Eşit kelimesini burada irdelerken eşit kelimesinin uydurma bir kelime olduğunu, nesebi gayri sahih bir kelime olduğunu zikretmiştik. Kadın erkek eşitliğini savunanların kafalarındaki mana ile Türkçenin ses anlam kurallarını dikkate alarak bir kelime uyduracak olsalardı “ş” ile değil “z” sesi ile bir kelime kurmaları gerektiğini ifade etmiştim. Yani eşit değil ezit, hatta kelime sonuna daha doğru bir ek getirecek olursak, mesela “-k” sesi, şunlar çıkar karşımıza: ezik, ezek, ezen, ezeş. “Ş” ile “z” sesinin farkının ve etkilerinin iyi anlaşılması için konu ile alakalı önceden yazdıklarımıza göz atılmasını tavsiye ederim.
“Eşcinsellik” ile “Cinsiyet Eşitliği” kelimeleri birbirinin manaca önünü açan isimlendirmelerdir. O sapıklığa asla “eşcinsellik” dememeli. Zihinlerimize atılmış büyük bir kazıktır cinsel sapkınlığı eş ve cinsel kelimelerini birleştirerek isimlendirmek.
Cinsi sapıklığın eskiden birkaç adı vardı. Onları buraya yazmayacağım. Son derece kerih, kötü görülen bir hal idi. O kelimeleri kullanmak bile edebe uygun görülmezdi. Önce kelimeyi karı kocadan birini ifade eden eş kelimesi ile kurarak ilk şeytanlığı yaptılar. Kelimenin ruhunda farklıların bütünü oluşturması manası var. Aynıların bir bütünü oluşturması manası asla yok. Ayakkabının eşine bakarak bile bunu anlayabilirsiniz. Bir ayakkabının eşi (sağ ayağınızın ayakkabısı diyelim ona) asla bir sağ ayak ayakkabısı değildir; sol ayağın ayakkabısı diğerinin eşidir.) Bir erkeğin eşi karısıdır. Aynılardan eş olmaz. Onu Türkçede “z” ile ifade ediyoruz; diz, omuz, göz, ikiz, üçüz.
Cinsiyet eşitliği diyerek konuşmaya başlayanlar ilkin feminizmi savunarak mevzuyu başlattılar.

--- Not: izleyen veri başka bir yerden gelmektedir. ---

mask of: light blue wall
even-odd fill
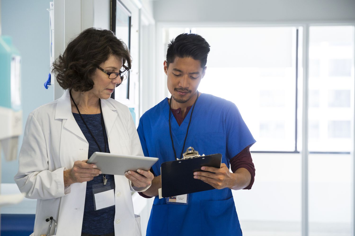
[[[53,88],[43,84],[49,72],[49,0],[1,0],[1,34],[12,38],[21,53],[21,102],[23,127],[28,114],[39,106],[53,100]],[[19,140],[19,150],[22,136]],[[18,159],[1,160],[1,182],[14,183]]]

Oradan olmayan bir kavram yarattılar. Yaratmak kelimesini asli anlamı ile alacak olursak aslında yaratamadılar, yaramayan bir şey ortaya sürdüler. Bir ucube. Bir haramzade. Dedem Korkut’un hiç tavsiye etmediği bir kadın tipi var, ona uyan tipler ortaya çıkardılar.
Bunlardan nasıl kurtuluruz? Çok şey yapmak lazım ama ilkin okullarda sapkın Batıcı yetiştiren bu ucube ders kitapları toptan kaldırılıp yüzde 70- 80 oranında ilkokuldan itibaren bir kısım klasik edebi eserler, Yunus Divanı, Eşrefoğlu Rumi, Muammediye, Battalname, Dede Korkut, Pendname, Hz. Ali Cenknameleri, Fuzuli, Sezai Karakoç kitapları ders kitabı haftada en az 20 saat ders olarak konmadıkça bu insan tipinin düzelmesini kimse beklemesin.